The company says its primary support engineers, or PSEs, have an average of 15 years of real-world experience, and that customers are guaranteed a response from Rimini Street for their database problems within 15 minutes. The company often claims that customers can save 50 percent of their maintenance fees while getting better services.
The DB2 for i database is unique among relational database because it is so deeply entwined with other components of the IBM i server. For starters, IBM does not license the DB2 for i software separately from the operating system. And in some cases the database and operating system support agreements are part of the support agreement for the Power Systems hardware.
This is decidedly different from how the wider IT world buys and supports its database software. When procuring a new X86 server, a company may buy its operating system (and thus technical support) from Red Hat or Microsoft, while buying the database (and ensuing support services) from Oracle or MongoDB or EnterpriseDB or whichever database company they choose.
In light of these important platform differences, we reached out to Rimini for clarification on the exact scope of its new third-party support business for DB2 for i. A company spokesperson replied, saying Rimini Street can support DB2 for i in three different ways, depending on how the IBM i customer’s maintenance and support agreement was written up with Big Blue.
“For those customers with IBM support agreements where DB2 and the i platform are separate from the hardware, we can provide comprehensive support for both DB2 and the OS, replacing IBM support,” Michelle McGlocklin, vice president of global communications, tells IT Jungle via email.
“For those customers with bundled agreements with IBM where the database and OS support cannot be separated from the hardware, we can provide supplemental support that provides more responsive support with additional value-add services like interoperability support and performance tuning,” she adds.
“Customers may also opt out of their IBM agreement entirely, procuring third-party hardware support from another company and DB2 and the i platform support from Rimini Street.”
This certainly sounds intriguing. While the IBM i platform runs all sorts of open source software, the operating system itself is a closed, proprietary platform. Nobody but IBM gets through the Technology Independent Machine Interface (TIMI) to access the underlying pieces that interface with the Power processors, system RAM, and other hardware elements. Suffice it to say, we will need to explore this topic a little more.
In the meantime, it’s clear that Rimini Street has greater ambitions to service a bigger chunk of its customers’ computing stacks than it currently does. The upstart business that Seth Ravin started 12 years ago to provide third-party ERP support for Oracle and JD Edwards ERP customers is now morphing into a full-blown stack provider.

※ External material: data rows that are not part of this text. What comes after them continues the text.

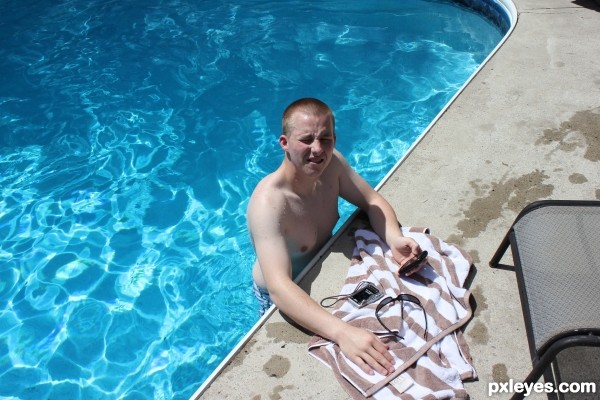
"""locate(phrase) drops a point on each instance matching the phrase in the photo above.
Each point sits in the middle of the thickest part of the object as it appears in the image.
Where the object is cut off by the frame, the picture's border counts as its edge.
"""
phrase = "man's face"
(310, 143)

“Today’s announcement further executes on our plan to broaden our product coverage portfolio, expand our service capabilities, and increase our service footprint with clients,” Ravin, the CEO, stated in the June 7, 2017, announcement.
Ravin’s first attempt to blow the doors open on the ERP maintenance racket did not end well – TomorrowNow was acquired by SAP and then the service was sued into oblivion by Oracle. His second endeavor with Rimini Street hasn’t avoided legal warfare with Oracle either. But the long-running lawsuits are now over, and the result is that Rimini Street has basically been given a judicial stamp of approval by the federal courts that the third-party ERP support business is legal.
From time to time, we have heard of IBM i resellers and business partners talk about how it provides a tech support lifeline to IBM i shops that are short on personnel. In most cases, the services essentially mimic what operators, administrators, and programmers would provide. If the IBM i shop has fallen off software maintenance with IBM or their ERP provider, they may lean on the business partner a bit more to ensure the system stays up and running.
But none of these firms have sought to essentially replicate the maintenance and support provided by IBM for the operating system and the database, as Rimini now is doing. Can the company deliver? Only time will tell.